Harry felt himself increasingly distant from the world. He spent hours walking the banks of the leaden Thames, staring at laughing girls and handsome boys as if through glass. He could see them, hear them, but couldn’t reach out to touch them. The war — He couldn’t talk about the war, not even to Kitty. Not to anyone who hadn’t been there. Sometimes he met the eyes of a man on the underground, saw a kind of recognition, a haunted look, and they’d share a nod. Strangers together in a strange land, navigating a world they just didn’t fit anymore.

A cold winter bled into a damp spring. The London fogs continued as soupy as ever, made uncanny by the masks people had taken to wearing — some to keep out the influenza, others to hide horrific souvenirs from the fighting. Poor bastards. Better to have lost your legs, Harry reckoned, than your half your bloody face.

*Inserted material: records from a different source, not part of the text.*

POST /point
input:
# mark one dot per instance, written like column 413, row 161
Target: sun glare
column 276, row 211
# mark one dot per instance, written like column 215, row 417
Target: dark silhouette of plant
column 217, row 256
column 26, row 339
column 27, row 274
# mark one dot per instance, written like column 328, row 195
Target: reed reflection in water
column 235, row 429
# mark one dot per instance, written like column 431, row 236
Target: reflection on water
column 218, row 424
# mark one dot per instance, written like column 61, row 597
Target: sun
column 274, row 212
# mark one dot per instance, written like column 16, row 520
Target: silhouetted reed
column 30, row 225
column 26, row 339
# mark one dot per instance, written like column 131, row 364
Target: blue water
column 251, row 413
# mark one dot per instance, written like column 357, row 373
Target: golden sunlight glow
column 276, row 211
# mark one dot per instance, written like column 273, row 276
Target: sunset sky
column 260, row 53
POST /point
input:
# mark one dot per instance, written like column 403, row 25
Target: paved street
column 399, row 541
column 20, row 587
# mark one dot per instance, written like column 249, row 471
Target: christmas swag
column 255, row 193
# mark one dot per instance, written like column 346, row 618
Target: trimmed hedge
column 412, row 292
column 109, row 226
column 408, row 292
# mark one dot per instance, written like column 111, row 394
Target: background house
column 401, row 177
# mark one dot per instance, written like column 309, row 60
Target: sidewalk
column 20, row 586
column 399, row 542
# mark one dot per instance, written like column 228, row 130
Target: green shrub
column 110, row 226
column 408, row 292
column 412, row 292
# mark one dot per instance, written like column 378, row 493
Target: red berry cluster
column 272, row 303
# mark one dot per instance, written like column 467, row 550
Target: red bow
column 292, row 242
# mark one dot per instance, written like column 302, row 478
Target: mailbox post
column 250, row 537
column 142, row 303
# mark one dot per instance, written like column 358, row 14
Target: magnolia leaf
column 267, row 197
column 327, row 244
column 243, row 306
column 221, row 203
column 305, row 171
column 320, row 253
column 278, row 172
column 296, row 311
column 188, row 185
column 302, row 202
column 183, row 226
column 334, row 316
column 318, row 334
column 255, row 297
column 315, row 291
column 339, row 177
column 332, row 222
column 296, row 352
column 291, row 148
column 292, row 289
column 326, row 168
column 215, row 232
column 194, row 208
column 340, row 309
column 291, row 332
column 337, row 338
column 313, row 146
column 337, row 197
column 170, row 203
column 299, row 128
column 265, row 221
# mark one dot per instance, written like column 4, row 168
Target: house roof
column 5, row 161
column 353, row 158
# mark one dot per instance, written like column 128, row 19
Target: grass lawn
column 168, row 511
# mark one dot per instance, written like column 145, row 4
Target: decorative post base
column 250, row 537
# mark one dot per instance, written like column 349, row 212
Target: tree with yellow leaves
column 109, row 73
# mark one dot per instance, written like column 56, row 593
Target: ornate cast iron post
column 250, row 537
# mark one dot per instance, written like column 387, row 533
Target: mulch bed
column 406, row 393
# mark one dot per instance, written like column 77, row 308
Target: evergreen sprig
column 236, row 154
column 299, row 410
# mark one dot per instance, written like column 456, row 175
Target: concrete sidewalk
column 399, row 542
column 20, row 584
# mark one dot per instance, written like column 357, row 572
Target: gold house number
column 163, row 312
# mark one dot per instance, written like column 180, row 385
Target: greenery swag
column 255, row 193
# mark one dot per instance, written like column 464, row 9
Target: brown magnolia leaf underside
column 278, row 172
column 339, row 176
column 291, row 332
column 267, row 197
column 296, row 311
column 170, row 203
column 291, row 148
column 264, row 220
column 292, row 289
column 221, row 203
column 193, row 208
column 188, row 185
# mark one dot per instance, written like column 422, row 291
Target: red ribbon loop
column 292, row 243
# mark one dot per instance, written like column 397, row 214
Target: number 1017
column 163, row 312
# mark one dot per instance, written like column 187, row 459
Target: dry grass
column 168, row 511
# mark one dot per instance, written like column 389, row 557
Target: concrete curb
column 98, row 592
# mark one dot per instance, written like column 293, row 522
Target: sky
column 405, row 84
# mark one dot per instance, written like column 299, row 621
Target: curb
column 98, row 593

As he contemplated one sorry blighter scurrying through the fog, tin nose and fake moustache ill-concealed by the wide brim of his hat, Harry thought, with guilty gratitude, that he was glad the captain’s pretty face hadn’t been torn up — not that smooth skin, not those expressive lips that curved into a shy smile, not those eyes of softest brown beneath his fall of dark hair. Perhaps the man he was watching could read his mind, because he glanced over through the fog as if knowing he was being observed. No doubt he was used to it. Harry nodded, touched the brim of his cap in an awkward salute, and the man looked away, disappearing into the mist.

Harry shivered. These masked shadows in the fog made him feel like he was living in a weird purgatory of lost souls. He felt lost too, a wraith in the mist, not quite himself. Not quite home. Not quite anywhere.

Not without the captain at his side.